# Tivo "push" not working?



## AbMagFab (Feb 5, 2001)

Any idea why a bunch of programs I have specified to push to one of my Tivos, never gets pushed?

It's in the list, it says "Yes", I have the Tivo checked, but it never gets pushed. It's been 4 days now.

I can pull the same programs from TTG to my Tivo's manually. And I can pull from my Tivo's to TD manually.

Any thoughts? I'm using 2.8 (which is awesome, now that it supports subdirectories).


----------



## bkdtv (Jan 9, 2003)

Are you using Windows 7?

TiVo Desktop Plus 2.8 does not install its own decoders and filters to decode videos under Windows 7. It uses those built into Windows, plus any you have installed. If you don't have the necessary decoders or filters installed, then "push" won't transfer those file types.
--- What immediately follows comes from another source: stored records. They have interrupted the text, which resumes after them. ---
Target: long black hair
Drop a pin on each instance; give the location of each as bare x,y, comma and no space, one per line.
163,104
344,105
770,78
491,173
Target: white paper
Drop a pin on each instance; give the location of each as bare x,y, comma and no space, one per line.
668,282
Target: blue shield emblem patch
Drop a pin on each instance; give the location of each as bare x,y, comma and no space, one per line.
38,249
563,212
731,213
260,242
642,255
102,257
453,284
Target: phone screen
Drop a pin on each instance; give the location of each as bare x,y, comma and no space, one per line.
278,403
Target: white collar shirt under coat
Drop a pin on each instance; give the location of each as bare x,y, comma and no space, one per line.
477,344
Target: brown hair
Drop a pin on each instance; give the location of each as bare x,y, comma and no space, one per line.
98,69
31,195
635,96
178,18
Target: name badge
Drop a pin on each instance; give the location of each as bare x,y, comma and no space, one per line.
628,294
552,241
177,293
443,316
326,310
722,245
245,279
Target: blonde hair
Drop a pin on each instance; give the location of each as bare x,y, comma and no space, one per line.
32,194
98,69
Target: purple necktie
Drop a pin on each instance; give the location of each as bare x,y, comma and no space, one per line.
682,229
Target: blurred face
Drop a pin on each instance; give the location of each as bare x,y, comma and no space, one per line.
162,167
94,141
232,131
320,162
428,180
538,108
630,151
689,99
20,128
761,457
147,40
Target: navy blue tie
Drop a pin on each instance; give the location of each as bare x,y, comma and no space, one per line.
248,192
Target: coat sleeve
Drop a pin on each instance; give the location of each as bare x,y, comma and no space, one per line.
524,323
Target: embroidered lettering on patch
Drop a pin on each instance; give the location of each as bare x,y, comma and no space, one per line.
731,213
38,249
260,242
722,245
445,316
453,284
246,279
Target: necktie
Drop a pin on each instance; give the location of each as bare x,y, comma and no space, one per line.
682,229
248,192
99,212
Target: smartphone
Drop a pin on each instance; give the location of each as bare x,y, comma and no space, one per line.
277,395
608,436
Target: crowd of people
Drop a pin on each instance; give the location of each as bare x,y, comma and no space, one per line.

If you recently installed Windows 7, you might try installing the latest version of DIVX with Windows 7 support. It includes native MKV playback support for Windows 7.


----------



## AbMagFab (Feb 5, 2001)

bkdtv said:


> Are you using Windows 7?
> 
> TiVo Desktop Plus 2.8 does not install its own decoders and filters to decode videos under Windows 7. It uses those built into Windows, plus any you have installed. If you don't have the necessary decoders or filters installed, then "push" won't transfer those file types.
> 
> If you recently installed Windows 7, you might try installing the latest version of DIVX with Windows 7 support. It includes native MKV playback support for Windows 7.


Yes, Windows 7. I have Video Redo Suite installed, ArcSoft TMT 3.x, and I can play all the files locally in WMP.

I'm pushing .Tivo files that were transferred from another Tivo on my network.

I'm not transferring Tivo to Tivo because there are 41 programs, and when I do they show up as individual programs, not in a folder (it's a series no longer listed). So I want to get them in a folder, and do them at once.

Any thoughts? Am I missing something?


----------



## bkdtv (Jan 9, 2003)

I have not yet tried pushing .TiVo files. I'll try that and report back.


----------



## AbMagFab (Feb 5, 2001)

bkdtv said:


> I have not yet tried pushing .TiVo files. I'll try that and report back.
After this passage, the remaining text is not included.